Le FPLP a appliqué la chose en donnant une place aux femmes dans l’armée. En même temps, les femmes ont également joué un rôle important dans la défense du front intérieur, les familles. Des milliers de femmes palestiniennes sont aujourd’hui responsables de leur famille. Après toutes les guerres, les massacres, les arrestations, les assassinats par Israël, ces femmes ont protégé leurs familles en les empêchant d’être dispersées. Et aussi, aujourd’hui, les femmes reçoivent une éducation, elles travaillent, elles voyagent, elles vont à l’université, etc. Avant la révolution, ce n’était pas le cas.
Maintenant, ce l’est. Et c’est un must. Vous pouvez vous rendre compte que les femmes sont impliquées dans de nombreux aspects de la lutte et de la société. Que ce soit à l’intérieur ou à l’extérieur de la Palestine.
LMADO : Lina Makboul, qui a réalisé le film « Leila Khaled : Hijacker » laisse entendre dans sa dernière question dans le film que vos actions ont fait plus de tort que tout autre chose au peuple palestinien. Le film se termine juste après la question. Qu’aviez-vous répondu ?

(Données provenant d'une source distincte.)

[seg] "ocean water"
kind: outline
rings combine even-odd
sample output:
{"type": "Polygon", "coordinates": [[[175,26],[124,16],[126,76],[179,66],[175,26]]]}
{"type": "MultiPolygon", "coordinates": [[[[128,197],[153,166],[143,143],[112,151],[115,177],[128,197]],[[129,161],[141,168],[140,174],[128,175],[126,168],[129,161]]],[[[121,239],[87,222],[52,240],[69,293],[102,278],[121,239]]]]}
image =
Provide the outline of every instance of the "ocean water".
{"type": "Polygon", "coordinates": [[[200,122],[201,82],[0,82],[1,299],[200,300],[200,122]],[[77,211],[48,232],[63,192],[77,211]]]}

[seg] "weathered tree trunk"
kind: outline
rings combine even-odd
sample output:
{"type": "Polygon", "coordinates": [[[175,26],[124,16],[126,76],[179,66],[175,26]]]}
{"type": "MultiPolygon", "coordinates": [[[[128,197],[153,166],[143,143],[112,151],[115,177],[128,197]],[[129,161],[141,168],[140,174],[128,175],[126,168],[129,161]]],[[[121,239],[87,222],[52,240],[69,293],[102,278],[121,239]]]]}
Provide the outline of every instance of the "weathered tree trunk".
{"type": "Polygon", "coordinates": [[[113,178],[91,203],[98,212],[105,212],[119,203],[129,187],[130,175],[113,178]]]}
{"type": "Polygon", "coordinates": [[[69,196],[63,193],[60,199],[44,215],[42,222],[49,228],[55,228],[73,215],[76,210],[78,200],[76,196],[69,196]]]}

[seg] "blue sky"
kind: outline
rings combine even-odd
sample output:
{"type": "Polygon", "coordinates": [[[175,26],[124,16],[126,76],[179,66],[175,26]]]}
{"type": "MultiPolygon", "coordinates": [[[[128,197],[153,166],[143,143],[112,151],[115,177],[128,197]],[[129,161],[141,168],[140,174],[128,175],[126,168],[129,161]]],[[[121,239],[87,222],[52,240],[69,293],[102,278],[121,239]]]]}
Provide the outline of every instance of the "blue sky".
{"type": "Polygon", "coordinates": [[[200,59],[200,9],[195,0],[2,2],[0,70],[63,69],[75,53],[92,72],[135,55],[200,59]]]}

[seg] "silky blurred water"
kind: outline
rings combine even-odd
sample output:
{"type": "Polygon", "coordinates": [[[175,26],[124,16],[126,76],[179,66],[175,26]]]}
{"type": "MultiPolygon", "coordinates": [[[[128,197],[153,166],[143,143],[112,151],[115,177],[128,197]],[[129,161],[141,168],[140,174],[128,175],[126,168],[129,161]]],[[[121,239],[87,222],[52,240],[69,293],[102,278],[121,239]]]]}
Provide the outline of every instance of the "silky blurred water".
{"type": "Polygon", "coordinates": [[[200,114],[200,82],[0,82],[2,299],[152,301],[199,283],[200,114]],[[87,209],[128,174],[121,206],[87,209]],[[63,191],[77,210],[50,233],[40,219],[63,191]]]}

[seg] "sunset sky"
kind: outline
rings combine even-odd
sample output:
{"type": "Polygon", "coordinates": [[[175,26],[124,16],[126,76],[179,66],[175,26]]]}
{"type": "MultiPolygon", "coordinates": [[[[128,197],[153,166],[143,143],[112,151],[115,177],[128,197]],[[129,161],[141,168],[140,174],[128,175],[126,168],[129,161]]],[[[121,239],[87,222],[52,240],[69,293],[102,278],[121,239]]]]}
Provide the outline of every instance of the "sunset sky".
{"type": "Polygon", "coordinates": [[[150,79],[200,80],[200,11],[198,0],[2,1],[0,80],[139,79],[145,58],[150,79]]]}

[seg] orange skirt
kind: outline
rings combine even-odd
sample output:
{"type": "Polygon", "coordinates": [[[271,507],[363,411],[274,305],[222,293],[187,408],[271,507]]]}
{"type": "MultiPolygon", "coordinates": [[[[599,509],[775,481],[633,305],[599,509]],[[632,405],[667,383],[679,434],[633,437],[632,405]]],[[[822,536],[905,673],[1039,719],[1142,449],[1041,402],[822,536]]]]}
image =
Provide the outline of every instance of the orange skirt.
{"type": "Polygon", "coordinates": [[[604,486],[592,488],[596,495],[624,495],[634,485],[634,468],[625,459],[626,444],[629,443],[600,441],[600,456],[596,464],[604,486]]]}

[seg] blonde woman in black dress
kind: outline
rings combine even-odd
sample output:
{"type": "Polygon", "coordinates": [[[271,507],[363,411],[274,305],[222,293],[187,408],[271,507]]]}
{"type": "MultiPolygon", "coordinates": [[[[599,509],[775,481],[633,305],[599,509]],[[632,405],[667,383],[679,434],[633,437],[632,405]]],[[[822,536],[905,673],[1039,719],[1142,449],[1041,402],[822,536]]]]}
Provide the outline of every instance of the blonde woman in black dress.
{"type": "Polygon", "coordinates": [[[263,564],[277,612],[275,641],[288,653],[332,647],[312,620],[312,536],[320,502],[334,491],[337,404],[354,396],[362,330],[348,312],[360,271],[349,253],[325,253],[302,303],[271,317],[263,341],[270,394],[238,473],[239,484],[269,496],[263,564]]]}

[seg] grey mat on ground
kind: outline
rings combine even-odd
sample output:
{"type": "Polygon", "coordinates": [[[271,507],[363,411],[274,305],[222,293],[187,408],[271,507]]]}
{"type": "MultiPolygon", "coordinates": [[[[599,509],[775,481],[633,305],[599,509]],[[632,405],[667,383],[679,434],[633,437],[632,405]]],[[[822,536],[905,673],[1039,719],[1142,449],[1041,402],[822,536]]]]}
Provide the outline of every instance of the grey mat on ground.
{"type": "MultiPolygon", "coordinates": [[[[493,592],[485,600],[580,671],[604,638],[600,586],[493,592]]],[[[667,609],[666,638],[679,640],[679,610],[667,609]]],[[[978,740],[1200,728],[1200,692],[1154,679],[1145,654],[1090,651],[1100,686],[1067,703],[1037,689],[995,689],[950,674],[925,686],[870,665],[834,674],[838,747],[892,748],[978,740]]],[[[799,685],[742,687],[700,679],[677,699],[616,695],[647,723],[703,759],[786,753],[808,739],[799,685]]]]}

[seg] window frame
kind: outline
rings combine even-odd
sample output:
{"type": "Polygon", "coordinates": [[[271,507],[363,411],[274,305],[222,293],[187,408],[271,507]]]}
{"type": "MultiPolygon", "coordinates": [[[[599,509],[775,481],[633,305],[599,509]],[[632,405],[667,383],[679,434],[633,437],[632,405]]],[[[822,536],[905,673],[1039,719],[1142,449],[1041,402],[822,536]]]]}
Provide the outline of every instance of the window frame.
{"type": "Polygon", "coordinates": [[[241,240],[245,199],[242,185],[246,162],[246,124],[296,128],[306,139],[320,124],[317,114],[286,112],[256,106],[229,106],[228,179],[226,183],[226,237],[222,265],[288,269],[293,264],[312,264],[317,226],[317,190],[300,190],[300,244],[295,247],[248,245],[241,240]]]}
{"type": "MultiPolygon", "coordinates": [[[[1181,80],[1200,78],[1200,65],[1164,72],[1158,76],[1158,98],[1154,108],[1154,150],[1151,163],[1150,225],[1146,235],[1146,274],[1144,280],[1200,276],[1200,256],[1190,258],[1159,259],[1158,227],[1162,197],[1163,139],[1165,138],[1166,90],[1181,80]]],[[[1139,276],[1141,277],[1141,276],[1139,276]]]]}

Leila Khaled : Elle m’a dit qu’elle l’avait fait dans des buts cinématographiques. Mais je n’ai pas aimé cela. Le fait que les gens ne pouvaient entendre ma réponse. Ma réponse était non, bien sûr ! Mes actions étaient ma contribution à mon peuple, à la lutte. Nous n’avions blessé personne. Nous avions déclaré au monde entier que nous étions un peuple, que nous subissions une injustice, et que le monde devait nous aider à atteindre notre but.
Je suis restée assise avec Lina pendant des heures et des heures, vous savez, à lui raconter toute l’histoire. Elle m’a dit par la suite que la TV suédoise ne voulait uniquement que cette question.
LMADO : Réfléchissez-vous parfois au passé ? Qu’est-ce qui a été fait, qu’est-ce qu’on aurait pu faire, qu’est-ce qu’on aurait pu faire différemment, quand vous voyez l’état actuel des choses Qu’est-ce qui a mal tourné ?
Leila Khaled : Récemment, mon parti a tenu sa septième conférence et a revu ses positions. Nous avons alors élaboré un programme pour élargir nos relations avec les forces progressistes du monde entier, et tout particulièrement au niveau arabe. Nous avons également décidé de renforcer notre structure intérieure.
J’ai aussi appris que je devais revoir mes propres positions, ma propre pensée. Chaque année, vers décembre, je regarde en arrière vers le passé et je décide alors de faire quelque chose l’année prochaine. Cette année, j’ai décidé d’arrêter de fumer, et c’est ce que j’ai fait.
LMADO : Mabruck!
Leila Khaled: J’ai pris cette décision et il m’a été facile de l’appliquer.
LMADO : Pourquoi, à votre avis, la Palestine est-elle devenue un tel symbole du mouvement de solidarité ?
Leila Khaled : La Palestine, pour moi, c’est le paradis. Les religions parlent de paradis. Pour moi, la Palestine est le paradis. Elle mérite nos sacrifices.